High Culture/Low Culture
ADText: Advertising Curriculum
Unit 4: High Culture/Low Culture
Advertising in Literature, Art, Film, and Popular Culture
This unit examines the relation of high culture (fine art, classical music, great literature) to popular culture (blockbuster movies, rock concerts, comic books, and advertisements). To many people, they seem worlds apart. A more careful examination shows that literature, art, and film are intimately linked to advertising. And on at least one occasion each year—Super Bowl Sunday, advertising is elevated to the status of popular cultural spectacle to rival almost every other form of expressive culture.

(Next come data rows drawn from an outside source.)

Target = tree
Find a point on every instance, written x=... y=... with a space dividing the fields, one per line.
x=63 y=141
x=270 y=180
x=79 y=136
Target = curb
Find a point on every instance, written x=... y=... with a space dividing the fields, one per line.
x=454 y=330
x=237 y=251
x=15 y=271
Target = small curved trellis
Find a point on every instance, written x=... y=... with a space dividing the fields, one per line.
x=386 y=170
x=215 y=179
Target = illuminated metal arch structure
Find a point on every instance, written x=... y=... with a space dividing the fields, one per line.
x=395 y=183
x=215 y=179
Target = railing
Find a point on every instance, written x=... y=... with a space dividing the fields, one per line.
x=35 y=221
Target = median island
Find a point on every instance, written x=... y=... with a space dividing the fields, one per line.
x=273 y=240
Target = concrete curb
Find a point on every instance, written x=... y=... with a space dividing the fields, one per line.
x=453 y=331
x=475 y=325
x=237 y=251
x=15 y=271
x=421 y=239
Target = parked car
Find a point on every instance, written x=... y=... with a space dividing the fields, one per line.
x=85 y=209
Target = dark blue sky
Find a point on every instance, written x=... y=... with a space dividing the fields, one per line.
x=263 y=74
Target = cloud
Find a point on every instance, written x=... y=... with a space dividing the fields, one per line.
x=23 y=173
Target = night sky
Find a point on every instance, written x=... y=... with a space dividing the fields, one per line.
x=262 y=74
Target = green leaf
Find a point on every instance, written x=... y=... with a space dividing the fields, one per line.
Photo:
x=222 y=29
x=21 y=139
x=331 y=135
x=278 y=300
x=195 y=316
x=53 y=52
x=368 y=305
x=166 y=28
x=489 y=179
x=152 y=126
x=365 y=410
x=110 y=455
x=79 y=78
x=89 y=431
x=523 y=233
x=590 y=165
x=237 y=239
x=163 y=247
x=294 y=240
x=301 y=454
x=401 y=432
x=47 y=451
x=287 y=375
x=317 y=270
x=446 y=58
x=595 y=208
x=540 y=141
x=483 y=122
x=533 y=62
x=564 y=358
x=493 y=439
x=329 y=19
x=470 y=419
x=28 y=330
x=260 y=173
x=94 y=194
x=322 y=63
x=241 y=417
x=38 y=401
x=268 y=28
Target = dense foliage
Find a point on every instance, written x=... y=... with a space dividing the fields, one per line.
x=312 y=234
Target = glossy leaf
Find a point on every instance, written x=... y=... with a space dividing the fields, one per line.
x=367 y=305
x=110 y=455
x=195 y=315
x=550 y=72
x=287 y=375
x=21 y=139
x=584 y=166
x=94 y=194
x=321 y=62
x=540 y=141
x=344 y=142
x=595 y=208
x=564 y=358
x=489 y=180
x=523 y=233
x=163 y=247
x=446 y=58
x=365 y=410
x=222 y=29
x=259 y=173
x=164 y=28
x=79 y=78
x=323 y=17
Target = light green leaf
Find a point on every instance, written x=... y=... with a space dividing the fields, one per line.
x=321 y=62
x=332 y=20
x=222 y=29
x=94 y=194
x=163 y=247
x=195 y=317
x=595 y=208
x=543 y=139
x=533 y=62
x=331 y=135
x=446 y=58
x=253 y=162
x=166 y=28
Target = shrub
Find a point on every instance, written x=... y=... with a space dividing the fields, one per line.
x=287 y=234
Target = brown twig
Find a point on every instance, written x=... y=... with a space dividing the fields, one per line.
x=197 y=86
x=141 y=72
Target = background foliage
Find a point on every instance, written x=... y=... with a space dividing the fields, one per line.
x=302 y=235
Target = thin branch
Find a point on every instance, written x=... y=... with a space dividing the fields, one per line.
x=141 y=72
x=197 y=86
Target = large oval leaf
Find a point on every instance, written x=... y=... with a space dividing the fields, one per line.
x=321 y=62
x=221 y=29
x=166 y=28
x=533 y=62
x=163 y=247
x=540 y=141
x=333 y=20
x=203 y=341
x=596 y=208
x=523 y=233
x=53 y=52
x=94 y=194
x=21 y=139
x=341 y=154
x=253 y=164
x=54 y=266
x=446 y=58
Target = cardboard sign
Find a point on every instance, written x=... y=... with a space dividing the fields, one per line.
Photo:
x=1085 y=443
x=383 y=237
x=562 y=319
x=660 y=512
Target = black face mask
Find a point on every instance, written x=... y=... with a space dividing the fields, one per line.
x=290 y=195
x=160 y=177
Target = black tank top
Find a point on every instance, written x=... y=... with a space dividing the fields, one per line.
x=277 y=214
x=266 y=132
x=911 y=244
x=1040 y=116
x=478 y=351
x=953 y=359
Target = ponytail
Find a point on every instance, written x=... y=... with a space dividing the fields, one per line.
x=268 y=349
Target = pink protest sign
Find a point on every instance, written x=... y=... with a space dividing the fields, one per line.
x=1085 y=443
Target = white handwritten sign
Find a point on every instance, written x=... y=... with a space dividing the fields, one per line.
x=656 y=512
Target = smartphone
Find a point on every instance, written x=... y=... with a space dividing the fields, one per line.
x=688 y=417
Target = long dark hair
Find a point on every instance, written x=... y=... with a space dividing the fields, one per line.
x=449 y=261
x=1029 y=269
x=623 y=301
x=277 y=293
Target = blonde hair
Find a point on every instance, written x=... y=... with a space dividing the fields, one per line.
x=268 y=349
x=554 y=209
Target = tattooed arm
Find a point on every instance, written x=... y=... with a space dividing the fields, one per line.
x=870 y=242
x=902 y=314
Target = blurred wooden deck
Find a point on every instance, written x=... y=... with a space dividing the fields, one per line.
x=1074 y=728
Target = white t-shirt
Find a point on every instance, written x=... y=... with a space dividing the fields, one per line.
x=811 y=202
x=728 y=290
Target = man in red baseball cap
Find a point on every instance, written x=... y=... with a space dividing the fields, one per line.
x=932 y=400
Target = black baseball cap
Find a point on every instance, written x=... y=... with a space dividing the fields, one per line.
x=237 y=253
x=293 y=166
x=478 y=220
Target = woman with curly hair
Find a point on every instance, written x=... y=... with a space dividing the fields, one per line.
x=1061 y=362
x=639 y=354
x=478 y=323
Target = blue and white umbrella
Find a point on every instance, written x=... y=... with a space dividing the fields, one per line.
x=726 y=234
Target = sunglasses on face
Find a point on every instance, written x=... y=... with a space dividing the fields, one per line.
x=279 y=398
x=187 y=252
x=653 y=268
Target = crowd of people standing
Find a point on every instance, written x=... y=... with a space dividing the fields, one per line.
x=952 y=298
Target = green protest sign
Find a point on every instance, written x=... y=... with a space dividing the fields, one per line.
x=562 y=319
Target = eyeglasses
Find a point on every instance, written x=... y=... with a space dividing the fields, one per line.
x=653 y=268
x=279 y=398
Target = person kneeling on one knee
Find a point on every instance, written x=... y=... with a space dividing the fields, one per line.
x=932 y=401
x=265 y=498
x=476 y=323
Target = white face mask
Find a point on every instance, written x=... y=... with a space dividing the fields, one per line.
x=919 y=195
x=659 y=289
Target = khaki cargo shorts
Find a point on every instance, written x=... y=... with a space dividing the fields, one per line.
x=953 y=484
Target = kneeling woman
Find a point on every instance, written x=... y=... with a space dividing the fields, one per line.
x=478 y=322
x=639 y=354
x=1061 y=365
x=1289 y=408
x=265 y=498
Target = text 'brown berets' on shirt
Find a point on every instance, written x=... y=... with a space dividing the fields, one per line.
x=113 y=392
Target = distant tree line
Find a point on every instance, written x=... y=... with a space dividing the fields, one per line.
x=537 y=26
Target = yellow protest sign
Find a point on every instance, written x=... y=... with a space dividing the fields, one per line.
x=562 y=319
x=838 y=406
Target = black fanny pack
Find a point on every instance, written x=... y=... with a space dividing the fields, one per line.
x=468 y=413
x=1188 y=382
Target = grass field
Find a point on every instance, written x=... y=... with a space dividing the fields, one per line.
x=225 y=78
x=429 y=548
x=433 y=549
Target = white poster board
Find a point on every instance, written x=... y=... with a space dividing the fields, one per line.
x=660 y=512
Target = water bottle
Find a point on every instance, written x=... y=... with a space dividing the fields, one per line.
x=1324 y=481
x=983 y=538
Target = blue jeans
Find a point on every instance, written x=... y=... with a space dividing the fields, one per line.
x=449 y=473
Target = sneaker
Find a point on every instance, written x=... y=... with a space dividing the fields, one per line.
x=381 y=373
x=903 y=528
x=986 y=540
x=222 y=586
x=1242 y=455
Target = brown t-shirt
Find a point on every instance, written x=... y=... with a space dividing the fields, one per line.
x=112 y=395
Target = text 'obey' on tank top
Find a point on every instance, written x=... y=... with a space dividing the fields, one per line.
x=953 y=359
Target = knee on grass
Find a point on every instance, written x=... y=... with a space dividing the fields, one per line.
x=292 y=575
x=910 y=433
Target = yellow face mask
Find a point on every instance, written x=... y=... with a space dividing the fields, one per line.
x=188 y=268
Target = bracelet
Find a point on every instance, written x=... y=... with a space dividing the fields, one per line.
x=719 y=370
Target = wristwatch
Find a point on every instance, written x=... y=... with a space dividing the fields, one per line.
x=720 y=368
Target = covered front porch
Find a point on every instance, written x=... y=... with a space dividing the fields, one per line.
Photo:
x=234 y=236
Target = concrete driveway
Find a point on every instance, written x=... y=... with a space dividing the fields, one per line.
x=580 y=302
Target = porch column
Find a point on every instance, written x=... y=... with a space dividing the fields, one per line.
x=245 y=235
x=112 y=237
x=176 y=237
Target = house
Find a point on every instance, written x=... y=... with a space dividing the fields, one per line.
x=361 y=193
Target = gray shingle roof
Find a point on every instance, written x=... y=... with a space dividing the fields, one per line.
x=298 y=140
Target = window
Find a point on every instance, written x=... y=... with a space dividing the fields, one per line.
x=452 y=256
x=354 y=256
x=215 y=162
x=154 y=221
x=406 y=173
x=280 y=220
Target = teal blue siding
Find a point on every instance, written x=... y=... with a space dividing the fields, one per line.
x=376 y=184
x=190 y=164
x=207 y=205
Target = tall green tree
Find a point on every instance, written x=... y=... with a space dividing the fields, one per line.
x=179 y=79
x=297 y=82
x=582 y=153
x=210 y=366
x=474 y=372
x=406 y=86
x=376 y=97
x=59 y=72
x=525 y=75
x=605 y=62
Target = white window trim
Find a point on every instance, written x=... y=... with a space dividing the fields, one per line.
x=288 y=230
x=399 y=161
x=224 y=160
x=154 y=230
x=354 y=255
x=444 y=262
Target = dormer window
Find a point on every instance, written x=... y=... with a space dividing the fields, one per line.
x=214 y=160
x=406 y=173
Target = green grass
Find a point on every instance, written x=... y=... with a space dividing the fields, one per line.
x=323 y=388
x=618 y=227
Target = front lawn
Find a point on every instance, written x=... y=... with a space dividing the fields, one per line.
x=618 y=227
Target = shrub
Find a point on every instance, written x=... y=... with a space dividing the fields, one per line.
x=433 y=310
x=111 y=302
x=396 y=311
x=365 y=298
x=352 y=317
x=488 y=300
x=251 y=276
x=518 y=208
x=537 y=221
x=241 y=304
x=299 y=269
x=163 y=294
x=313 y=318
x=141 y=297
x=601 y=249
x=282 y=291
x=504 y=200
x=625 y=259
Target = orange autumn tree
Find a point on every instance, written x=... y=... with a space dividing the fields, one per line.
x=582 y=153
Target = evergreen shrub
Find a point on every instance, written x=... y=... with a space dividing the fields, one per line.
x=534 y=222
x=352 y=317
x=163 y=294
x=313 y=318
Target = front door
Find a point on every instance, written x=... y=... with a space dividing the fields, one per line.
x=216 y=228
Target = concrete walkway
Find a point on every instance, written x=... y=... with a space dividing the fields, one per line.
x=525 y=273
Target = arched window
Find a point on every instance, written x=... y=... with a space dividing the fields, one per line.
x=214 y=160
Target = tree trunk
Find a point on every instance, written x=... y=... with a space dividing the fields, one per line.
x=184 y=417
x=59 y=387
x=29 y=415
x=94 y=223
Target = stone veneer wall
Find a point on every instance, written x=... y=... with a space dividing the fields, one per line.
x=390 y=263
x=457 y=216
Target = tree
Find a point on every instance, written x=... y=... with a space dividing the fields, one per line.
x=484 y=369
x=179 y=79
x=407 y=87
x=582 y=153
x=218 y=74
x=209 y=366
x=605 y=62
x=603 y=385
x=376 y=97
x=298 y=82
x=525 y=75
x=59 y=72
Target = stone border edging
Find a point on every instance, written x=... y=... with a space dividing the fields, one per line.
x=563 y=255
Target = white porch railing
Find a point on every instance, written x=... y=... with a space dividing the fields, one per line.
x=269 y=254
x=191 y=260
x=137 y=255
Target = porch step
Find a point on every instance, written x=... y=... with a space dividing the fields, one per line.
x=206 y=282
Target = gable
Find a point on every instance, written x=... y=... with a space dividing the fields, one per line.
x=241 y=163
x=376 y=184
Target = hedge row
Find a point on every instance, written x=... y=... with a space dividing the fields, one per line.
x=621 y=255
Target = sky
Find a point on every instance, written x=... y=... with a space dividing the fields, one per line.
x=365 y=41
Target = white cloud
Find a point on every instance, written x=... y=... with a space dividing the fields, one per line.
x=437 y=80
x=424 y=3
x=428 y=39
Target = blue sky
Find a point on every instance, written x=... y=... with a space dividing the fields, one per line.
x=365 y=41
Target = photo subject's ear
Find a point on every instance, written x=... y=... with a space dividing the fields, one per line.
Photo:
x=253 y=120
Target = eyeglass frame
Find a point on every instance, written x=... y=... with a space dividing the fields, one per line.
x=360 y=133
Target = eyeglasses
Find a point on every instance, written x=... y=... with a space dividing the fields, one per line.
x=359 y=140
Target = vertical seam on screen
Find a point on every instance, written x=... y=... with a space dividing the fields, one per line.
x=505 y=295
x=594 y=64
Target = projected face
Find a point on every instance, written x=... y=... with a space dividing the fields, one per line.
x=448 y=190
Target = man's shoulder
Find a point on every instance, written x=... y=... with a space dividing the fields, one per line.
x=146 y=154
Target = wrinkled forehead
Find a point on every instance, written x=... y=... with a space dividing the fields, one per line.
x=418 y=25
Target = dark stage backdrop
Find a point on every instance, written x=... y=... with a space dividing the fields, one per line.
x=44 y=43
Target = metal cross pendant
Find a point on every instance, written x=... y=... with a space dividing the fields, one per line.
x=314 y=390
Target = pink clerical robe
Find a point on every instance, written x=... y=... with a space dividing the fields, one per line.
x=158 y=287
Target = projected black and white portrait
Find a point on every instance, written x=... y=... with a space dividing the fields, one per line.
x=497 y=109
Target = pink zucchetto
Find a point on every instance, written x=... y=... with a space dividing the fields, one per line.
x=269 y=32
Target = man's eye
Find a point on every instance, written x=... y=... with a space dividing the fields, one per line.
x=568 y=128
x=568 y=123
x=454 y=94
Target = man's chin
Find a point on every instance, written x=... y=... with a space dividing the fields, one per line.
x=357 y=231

1. Literature and Advertising
Scholars and literary critics differ over what constitutes literature. The once revered canon of texts (such as The Canterbury Tales, The Merchant of Venice, and Wuthering Heights) has given way to the study of a much broader range of texts (including popular romances, soap operas, and advertisements) and voices (especially kinds of voices that had not been included among canonical texts such as African-, Asian-, and Latin-American writers). Some definitions of literature specify criteria that a text must have in order to qualify as literature whereas others emphasize acceptance by a reading community as the primary marker. The following two definitions of literature represent these differing approaches:
In antiquity and in the Renaissance, literature or letters were understood to include all writing of quality with any pretense to permanence.[focuses on textual criteria]
… literature is a canon which consists of those works in language by which a community defines itself throughout the course of its history. It includes works primarily artistic and also those whose aesthetic qualities are only secondary. The self-defining activity of the community is conducted in the light of the works, as its members have come to read them (or concretize them). [focuses on community acceptance]
Whether one of these or yet another definition of literature is preferred, there is a widely shared sense that literature stands apart from more ordinary texts such as telephone books, shopping lists, operating instructions, and advertisements.